What: Shares of wing-slinging restaurant Buffalo Wild Wings (Nasdaq: BWLD) were ice cold today, falling as much as 13% in intraday trading after the company announced second-quarter results.

So what: It's earnings season ,and that means that any company unfortunate enough to miss earnings expectations is bound to see its stock take a drubbing. And that's exactly what happened to Buffalo Wild Wings. Revenue for the second quarter increased 30% from last year, hitting $239 million. Earnings per share, meanwhile, clocked in at $0.62, up from $0.58 last year. Analysts, however, had been looking for per-share profit of $0.68 on revenue of $240 million.

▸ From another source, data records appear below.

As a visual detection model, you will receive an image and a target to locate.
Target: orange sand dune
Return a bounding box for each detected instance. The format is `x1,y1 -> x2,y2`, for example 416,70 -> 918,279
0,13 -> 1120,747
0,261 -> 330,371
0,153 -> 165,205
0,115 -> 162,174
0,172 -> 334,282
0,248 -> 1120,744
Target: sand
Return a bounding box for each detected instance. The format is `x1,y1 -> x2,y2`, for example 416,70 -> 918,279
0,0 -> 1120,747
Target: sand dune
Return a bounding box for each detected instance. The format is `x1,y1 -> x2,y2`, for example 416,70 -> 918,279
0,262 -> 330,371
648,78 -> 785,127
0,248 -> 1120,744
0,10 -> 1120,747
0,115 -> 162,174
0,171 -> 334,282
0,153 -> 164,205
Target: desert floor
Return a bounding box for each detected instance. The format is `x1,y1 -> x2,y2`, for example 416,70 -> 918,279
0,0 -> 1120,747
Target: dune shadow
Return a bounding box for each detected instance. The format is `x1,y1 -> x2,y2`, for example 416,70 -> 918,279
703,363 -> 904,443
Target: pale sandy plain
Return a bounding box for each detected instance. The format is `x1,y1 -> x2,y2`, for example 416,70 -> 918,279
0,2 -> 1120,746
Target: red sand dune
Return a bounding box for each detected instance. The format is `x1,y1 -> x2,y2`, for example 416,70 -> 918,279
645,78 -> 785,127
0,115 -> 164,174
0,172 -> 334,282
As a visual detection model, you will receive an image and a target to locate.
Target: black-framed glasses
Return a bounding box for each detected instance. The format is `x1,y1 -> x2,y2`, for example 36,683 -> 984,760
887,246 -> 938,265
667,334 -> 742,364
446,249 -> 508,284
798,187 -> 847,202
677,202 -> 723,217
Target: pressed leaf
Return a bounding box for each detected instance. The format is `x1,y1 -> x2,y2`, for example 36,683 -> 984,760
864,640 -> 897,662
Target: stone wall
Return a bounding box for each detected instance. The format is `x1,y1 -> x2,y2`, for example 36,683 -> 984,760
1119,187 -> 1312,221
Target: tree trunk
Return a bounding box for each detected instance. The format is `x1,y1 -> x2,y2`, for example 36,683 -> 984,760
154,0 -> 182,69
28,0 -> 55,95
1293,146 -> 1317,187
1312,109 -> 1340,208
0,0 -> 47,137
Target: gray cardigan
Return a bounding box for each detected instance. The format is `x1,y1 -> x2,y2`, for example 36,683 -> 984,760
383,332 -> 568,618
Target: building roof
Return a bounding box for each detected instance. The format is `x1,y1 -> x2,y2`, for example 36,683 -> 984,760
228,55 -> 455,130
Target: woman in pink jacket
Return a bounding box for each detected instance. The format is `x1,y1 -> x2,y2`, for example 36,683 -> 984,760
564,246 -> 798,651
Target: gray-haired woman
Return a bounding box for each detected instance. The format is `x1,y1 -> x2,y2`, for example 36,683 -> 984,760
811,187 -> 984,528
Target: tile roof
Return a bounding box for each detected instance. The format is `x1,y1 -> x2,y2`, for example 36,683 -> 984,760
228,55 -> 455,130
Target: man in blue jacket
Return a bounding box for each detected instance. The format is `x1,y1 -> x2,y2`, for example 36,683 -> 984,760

Now what: Forget the rain: Blame it on the chicken wings. Prices for chicken wings -- not surprisingly a key input cost for B-Wild -- rose drastically from last year, putting pressure on the company's bottom line. Buffalo Wild Wings has tried to pass some of the costs through to customers with price increases, but that's a tough proposition when consumers aren't exactly feeling happy-go-lucky.

The good news here is that B-Wild's quarter showed that it's still a successful, growing restaurant chain despite the economy and its significant chicken challenges. On the other hand, unless the economy or chicken wing prices (or both) turn around soon, the headwinds could continue and may put more pressure on the stock.